I happened to buy the Black Lightning Final Crisis: Submit book, as well as the Vixen Vixen: Return of the Lion series. I would have voted the awards differently. I liked the Vixen series, the art by an illustrator named Chufu was gorgeous. I just thought the story-character returns to homeland in a fit of self-doubt and finds self in a series of heroic encounters-was too too same old same old.
Meanwhile, I thought Black Lightning did deserve an award for Best Male Character-but for the 6-issue series Black Lightning Year One. The art in that series was great, and the story was well done. That series would have gotten my Fan Award for Best Comic vote.
One thing that was heartening to see: the Black Lightning and Vixen books had excellent artwork. It’s a sign that a character is taken seriously when a comic company assign good artists to the character’s books. DC Comics should be applauded for their commitment to black characters (although notably, neither of these characters has an ongoing comic.)

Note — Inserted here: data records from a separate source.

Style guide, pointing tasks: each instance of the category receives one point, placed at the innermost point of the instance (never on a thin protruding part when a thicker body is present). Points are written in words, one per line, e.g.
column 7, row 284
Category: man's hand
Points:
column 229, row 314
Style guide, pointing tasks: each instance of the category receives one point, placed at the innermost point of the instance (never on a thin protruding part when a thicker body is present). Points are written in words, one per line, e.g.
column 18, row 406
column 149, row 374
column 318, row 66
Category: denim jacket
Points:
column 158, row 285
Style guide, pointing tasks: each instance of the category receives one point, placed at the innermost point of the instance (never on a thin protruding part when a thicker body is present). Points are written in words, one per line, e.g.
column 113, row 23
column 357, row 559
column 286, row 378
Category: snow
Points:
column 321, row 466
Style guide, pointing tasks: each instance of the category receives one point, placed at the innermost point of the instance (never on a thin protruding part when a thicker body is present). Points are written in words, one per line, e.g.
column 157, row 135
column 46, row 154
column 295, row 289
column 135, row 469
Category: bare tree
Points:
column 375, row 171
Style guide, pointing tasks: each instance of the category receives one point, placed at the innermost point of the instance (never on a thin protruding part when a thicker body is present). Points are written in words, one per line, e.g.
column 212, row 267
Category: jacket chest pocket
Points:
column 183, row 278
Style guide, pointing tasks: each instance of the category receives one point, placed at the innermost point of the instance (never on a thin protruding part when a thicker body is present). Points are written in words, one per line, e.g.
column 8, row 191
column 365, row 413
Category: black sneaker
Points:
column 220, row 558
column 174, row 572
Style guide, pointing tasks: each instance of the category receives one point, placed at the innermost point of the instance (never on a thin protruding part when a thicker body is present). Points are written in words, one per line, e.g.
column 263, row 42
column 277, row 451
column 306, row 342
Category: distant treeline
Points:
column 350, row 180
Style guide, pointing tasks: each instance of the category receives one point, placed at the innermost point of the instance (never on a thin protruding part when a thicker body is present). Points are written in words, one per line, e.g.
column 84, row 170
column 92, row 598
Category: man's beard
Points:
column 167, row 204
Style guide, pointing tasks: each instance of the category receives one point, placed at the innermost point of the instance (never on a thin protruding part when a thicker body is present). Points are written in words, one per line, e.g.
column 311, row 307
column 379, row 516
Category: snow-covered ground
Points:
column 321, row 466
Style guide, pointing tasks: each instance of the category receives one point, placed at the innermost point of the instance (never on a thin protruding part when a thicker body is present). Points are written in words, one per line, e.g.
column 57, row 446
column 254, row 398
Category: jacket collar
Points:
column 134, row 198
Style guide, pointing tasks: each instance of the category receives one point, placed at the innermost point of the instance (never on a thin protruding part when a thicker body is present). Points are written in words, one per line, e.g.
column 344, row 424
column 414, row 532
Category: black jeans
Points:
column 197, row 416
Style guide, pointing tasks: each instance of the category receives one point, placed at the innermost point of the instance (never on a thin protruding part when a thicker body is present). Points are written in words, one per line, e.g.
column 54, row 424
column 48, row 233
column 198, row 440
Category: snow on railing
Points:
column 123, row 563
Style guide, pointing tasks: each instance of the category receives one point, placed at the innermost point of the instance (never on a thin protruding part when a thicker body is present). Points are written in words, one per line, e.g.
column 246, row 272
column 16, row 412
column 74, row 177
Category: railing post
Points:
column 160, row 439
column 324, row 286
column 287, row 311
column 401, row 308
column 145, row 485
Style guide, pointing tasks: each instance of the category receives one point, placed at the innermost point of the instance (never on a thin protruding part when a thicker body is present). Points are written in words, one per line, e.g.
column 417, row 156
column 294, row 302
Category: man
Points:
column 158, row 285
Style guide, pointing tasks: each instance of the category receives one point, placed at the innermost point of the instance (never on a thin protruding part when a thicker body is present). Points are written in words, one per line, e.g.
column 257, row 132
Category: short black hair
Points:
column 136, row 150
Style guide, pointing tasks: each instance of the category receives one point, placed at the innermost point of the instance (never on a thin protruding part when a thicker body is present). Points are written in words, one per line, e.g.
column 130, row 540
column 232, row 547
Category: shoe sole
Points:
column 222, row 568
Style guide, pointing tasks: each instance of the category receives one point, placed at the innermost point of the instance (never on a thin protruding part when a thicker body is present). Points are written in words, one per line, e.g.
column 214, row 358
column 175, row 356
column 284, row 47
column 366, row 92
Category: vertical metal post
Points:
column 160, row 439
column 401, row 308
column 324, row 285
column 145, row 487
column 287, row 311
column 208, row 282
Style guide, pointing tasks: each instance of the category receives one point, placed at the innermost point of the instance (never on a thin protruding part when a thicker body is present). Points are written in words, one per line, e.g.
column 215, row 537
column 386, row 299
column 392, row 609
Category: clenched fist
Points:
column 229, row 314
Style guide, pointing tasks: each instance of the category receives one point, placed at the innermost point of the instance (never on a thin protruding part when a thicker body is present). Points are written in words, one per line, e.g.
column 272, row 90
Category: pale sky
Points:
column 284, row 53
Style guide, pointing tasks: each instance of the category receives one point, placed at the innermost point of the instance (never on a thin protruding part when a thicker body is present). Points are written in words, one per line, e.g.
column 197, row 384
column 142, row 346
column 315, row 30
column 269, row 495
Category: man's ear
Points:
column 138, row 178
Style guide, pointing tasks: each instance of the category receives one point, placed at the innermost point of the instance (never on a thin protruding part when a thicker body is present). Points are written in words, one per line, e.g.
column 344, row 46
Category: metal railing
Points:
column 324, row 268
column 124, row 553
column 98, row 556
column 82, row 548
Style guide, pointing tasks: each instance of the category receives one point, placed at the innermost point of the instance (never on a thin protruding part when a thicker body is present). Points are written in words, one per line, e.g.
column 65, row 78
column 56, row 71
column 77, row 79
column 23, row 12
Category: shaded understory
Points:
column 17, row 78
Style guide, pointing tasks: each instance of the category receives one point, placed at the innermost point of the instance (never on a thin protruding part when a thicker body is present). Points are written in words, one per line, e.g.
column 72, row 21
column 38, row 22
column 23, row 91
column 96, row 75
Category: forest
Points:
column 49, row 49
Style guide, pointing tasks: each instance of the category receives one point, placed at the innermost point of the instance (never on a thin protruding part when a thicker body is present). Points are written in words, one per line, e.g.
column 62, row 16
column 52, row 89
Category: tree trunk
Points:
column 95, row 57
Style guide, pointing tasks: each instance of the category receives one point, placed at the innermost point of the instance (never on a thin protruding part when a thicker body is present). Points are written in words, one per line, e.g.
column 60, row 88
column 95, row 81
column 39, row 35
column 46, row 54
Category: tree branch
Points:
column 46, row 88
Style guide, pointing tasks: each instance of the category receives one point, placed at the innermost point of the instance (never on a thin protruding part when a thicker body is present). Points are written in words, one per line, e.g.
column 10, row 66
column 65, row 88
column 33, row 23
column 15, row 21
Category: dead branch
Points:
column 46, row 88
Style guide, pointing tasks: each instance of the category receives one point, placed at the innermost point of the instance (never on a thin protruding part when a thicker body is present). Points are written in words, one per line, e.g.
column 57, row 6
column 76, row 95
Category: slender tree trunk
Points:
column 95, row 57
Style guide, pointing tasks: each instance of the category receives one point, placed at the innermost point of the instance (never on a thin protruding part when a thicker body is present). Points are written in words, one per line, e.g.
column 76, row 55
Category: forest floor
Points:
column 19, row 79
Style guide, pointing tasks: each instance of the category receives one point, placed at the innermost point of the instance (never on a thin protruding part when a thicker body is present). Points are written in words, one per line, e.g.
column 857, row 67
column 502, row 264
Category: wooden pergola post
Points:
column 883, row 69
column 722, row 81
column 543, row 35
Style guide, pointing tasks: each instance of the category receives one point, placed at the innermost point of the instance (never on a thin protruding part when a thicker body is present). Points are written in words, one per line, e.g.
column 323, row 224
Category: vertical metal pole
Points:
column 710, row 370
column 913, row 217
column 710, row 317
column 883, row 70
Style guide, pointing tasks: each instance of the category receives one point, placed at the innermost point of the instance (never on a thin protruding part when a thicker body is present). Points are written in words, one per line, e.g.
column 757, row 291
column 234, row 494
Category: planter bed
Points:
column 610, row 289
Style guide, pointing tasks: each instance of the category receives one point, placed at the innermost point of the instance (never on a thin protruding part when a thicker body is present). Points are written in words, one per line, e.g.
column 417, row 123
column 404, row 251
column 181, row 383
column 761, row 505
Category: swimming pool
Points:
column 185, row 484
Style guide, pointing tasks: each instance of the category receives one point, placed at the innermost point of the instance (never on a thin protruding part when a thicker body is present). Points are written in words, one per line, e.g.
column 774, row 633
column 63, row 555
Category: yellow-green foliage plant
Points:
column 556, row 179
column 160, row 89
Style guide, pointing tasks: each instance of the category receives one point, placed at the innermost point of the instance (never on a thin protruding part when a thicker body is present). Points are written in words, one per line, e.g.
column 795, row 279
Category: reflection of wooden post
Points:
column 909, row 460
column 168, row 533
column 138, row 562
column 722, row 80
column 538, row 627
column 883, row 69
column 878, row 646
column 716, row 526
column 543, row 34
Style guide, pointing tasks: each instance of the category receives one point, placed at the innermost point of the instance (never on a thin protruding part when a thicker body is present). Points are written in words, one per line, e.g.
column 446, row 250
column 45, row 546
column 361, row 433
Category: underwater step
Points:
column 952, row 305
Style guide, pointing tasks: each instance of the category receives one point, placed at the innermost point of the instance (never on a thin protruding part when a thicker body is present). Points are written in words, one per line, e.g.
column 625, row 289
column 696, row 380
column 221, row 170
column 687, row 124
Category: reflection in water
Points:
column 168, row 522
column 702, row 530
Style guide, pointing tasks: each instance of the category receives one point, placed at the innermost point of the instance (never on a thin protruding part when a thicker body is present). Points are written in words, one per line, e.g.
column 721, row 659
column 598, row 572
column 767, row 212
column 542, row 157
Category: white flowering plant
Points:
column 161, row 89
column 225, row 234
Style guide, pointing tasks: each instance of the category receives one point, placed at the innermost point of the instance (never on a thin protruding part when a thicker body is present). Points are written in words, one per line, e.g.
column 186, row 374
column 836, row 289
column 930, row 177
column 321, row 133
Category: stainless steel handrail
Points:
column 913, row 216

Meanwhile, Marvel Comics, which does have ongoing series starring black characters, was shut out of the ECBACC awards. I do think that Marvel’s War Machine comic – about black cyborg Jim Rhodes, an associate of Tony Stark/Iron Man – is wicked-good, and again, very well illustrated.
Marvel Comics’ War Machine looks scary.
Marvel is also publishing the Black Panther, a character that is widely regarded as the first black superhero. There is some buzz that there might be a new, possibly female Black Panther in the future. It’s not clear yet what will happen, but it is keeping things interesting.
Wow! I’ve never seen images like that. Very powerful artwork.